Intro rate punters challenge market makers

John Phillips
There's increasing evidence that home loans customers believe the interest rate cycle has peaked, with demand for introductory mortgages (at discounted rates) more than 50 per cent higher in May and June than in April, and more than double the preceding twelve months, or so the monthly sale data provided by Australian Finance Group shows.

Loans at introductory rates accounted for six per cent or less of total sales up to and including the twelve months to March 2008 at AFG, the last month the Reserve Bank increased the official cash rate.

In May and June sales of this style of loan increased to 13 per cent. In April they accounted for 10 per cent of sales.

Conversely, fixed mortgage volumes in June have more than halved at AFG since March, to below twelve per cent.

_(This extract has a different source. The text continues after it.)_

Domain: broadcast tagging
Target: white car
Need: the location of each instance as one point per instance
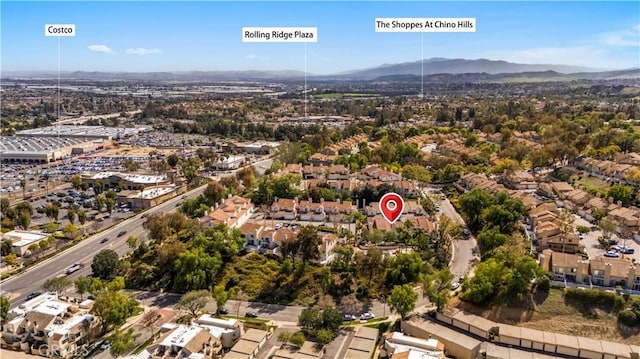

Borrowers may have it right, with the June monetary policy statement from Reserve Bank governor Glenn Stevens stating: "As a result of earlier decisions by the Board, additional rises in market interest rates, and tougher credit standards for some borrowers, there has been a substantial tightening in financial conditions since the middle of last year.

"The evidence is that the tightening in financial conditions, in conjunction with other factors including rising fuel costs, is working to restrain demand."

Financial markets are taking a different view to the introductory borrowers.

The 90-day bank bill futures for September have an indicative yield of around 7.9 per cent, with the December contract trading around eight per cent.

AFG is Australia's largest mortgage broker, writing around one in ten mortgages, with a current mortgage book exceeding $50 billion.